Mi única preocupación, supongo, es que mientras haya todavía un enorme y amplio entusiasmo por los estudios clásicos, la experiencia en el sentido que acabo de citar es más frágil. Christopher Logue no tenía ni idea de griego cuando se embarcó en su trabajo con la Ilíada; pero conocía a un hombre que sí sabía griego, y mucho: Donald Carne-Ross, que llegó a convertirse en profesor de clásicas de la Universidad de Boston. Podemos comparar esa colaboración con el modo en el que en publicaciones significativas de disciplinas académicas que lindan con las clásicas (historia del arte, por ejemplo, o inglés) repetidamente encontramos expresiones o términos latinos y griegos con erratas, confusos y mal traducidos. No me importa que los autores no conozcan las lenguas, pero sí me molesta que no busquen a alguien que sí sepa latín y griego para que les ayude a escribirlo bien. Lo más irónico de todo, quizá, es que, en mi copia más reciente de The Browning Version de Rattigan, las partes de griego que son cruciales para la obra están tan mal impresas que apenas tienen sentido. El Crock estaría revolviéndose en su tumba. O por decirlo en mis propias palabras, no puedes dialogar con un sinsentido.
No obstante, me gustaría acabar con una idea algo menos cascarrabias. Después de repasar lo que he escrito, me he dado cuenta de que hay un punto importante sobre los estudios clásicos que me he dejado: un sentido obligado de asombro. Los clasicistas profesionales no son buenos en este aspecto. Lo más normal es que te los encuentres quejándose sobre todo lo que no sabemos sobre el mundo antiguo, lamentándose de que hayamos perdido tantos libros de Livio, o de que Tácito no nos contara más cosas sobre los romanos pobres; pero eso es perder de vista lo importante. Lo realmente genial es lo que tenemos, no lo que nos falta, del mundo antiguo. Si no lo supiéramos ya, y alguien nos dijera que el material escrito por personas que vivieron hace dos milenios o más han pervivido en una cantidad tal que la mayoría de las personas no podrían leerla en toda una vida, no los creeríamos.

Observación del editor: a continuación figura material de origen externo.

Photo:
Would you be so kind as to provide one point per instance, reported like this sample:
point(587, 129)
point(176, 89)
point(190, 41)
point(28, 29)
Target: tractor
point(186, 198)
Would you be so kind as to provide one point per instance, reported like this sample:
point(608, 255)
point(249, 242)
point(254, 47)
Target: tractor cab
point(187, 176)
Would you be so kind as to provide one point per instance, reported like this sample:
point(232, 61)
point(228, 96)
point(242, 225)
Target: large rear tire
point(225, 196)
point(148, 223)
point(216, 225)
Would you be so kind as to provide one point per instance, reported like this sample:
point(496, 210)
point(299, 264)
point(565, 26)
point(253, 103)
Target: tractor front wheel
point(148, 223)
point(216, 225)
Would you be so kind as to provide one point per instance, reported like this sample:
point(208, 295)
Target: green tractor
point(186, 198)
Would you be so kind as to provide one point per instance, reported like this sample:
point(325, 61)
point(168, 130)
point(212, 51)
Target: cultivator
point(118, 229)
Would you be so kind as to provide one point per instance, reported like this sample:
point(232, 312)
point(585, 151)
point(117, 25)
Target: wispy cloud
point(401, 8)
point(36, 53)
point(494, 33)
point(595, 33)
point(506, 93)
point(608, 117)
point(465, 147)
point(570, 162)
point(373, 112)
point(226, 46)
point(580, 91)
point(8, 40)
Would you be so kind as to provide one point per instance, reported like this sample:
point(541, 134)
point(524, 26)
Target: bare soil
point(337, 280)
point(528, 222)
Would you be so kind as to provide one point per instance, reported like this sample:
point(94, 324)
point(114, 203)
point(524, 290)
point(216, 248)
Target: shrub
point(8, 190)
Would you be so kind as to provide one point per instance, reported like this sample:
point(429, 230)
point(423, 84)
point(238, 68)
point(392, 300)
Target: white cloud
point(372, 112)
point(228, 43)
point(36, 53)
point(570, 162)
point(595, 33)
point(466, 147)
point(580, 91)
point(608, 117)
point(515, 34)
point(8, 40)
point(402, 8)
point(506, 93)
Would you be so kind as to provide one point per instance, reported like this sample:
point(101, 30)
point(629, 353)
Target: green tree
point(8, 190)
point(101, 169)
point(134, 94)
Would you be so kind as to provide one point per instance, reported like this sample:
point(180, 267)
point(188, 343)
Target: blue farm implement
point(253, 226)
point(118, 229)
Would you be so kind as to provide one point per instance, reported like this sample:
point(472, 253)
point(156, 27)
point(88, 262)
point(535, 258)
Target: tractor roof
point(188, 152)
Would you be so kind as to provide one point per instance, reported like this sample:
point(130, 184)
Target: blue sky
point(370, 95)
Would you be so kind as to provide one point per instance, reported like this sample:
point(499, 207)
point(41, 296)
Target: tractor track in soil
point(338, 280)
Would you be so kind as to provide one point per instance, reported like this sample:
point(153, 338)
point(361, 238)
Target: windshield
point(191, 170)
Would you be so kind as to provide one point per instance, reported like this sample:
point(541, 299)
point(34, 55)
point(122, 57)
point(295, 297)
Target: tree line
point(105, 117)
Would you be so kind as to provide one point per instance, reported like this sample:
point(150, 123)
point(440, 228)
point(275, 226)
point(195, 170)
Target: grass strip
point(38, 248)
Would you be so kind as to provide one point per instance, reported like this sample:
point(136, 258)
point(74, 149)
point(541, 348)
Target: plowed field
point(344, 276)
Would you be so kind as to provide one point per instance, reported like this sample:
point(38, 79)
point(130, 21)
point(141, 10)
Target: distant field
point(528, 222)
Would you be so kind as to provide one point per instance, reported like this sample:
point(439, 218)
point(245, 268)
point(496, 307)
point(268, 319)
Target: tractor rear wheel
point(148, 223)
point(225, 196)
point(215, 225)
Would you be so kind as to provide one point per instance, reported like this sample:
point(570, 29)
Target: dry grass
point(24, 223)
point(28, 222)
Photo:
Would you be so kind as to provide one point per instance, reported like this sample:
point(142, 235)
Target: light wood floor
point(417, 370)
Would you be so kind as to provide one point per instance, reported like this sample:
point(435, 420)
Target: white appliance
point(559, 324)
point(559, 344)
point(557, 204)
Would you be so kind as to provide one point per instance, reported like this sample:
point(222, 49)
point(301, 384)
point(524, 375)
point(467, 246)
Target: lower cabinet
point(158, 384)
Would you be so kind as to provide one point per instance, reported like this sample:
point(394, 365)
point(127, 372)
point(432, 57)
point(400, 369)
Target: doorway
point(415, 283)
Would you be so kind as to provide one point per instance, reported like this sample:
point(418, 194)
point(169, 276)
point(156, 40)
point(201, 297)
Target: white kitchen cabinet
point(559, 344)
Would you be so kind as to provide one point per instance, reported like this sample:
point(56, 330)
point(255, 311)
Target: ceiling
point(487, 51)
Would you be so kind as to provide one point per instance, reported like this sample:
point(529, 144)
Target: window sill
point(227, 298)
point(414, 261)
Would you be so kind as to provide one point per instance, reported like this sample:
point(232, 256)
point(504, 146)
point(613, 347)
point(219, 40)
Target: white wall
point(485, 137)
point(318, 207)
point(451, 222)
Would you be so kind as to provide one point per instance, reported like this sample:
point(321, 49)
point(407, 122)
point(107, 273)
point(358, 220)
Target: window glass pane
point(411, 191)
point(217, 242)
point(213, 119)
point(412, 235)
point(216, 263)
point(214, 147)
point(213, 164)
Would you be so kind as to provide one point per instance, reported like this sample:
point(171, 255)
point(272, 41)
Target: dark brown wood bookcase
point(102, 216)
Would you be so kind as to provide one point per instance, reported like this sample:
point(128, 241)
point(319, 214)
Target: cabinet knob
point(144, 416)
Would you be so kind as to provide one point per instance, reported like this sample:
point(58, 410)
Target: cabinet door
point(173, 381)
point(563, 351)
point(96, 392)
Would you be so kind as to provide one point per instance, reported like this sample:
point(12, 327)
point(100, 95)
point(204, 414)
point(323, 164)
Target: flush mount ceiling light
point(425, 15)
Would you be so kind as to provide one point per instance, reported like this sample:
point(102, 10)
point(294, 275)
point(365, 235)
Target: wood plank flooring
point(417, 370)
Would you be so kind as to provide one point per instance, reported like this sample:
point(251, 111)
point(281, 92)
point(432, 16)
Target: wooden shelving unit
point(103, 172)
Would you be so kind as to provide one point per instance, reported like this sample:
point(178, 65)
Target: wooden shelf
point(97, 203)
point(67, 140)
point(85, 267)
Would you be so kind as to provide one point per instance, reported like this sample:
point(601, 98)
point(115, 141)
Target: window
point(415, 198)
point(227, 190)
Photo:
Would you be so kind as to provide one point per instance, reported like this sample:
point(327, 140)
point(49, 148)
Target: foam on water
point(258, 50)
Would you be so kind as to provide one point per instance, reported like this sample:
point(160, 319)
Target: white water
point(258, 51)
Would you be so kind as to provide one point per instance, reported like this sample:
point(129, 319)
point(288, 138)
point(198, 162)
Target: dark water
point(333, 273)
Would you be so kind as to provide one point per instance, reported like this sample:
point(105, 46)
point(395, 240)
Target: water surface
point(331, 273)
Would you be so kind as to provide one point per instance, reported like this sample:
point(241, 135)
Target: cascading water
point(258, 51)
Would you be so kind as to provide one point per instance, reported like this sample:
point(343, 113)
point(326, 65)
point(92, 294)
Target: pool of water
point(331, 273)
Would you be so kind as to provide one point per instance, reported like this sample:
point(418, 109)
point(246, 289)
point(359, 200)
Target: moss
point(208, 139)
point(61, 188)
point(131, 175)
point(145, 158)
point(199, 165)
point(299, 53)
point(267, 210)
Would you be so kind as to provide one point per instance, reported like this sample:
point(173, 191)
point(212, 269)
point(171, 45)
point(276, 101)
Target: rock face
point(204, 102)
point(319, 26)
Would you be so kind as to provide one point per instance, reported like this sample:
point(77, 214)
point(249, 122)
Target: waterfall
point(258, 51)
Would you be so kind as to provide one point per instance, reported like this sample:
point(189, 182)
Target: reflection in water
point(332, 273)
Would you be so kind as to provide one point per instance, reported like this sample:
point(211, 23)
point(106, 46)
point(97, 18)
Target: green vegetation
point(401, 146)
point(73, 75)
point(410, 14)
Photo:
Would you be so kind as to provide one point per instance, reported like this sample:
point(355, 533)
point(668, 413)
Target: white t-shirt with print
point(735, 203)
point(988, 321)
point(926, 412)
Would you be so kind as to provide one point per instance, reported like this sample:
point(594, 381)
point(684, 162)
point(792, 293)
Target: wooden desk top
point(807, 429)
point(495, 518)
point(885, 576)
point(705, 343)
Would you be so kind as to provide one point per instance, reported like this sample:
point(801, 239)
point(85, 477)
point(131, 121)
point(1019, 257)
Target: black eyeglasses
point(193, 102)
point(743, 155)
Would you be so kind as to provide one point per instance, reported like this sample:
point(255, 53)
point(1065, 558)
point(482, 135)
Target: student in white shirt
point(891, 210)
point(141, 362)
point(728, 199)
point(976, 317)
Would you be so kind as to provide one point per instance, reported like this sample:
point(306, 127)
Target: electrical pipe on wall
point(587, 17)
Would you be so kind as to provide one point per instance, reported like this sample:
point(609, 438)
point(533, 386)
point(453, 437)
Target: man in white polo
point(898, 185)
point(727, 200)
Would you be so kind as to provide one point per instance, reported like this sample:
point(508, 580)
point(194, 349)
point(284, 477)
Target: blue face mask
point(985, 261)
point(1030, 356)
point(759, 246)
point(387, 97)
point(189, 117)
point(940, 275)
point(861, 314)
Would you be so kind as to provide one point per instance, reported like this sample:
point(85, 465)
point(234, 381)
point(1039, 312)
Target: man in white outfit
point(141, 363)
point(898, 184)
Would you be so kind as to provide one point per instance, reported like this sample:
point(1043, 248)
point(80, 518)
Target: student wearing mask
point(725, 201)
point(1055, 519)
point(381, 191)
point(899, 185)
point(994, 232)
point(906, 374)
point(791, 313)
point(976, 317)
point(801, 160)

Es sorprendente, pero así es; y nos ofrece la posibilidad de un viaje de exploración compartido maravilloso.
En este punto, debemos volver a la traducción de Browning del Agamenón y observar con mayor atención cómo la presenta. «¿Me permitirían —escribe— discutir algo, mediante la recreación, de una aventura algo penosa y tal vez infructuosa?» ¿Penosa? Probablemente. ¿Infructuosa? No creo, a pesar del toque anticuado del lenguaje de Browning. ¿Aventura? Sí, desde luego, y las aventuras de los clásicos es algo que todos podemos compartir.
Conferencia Robert B. Silvers, Biblioteca Pública de Nueva York, diciembre de 2011.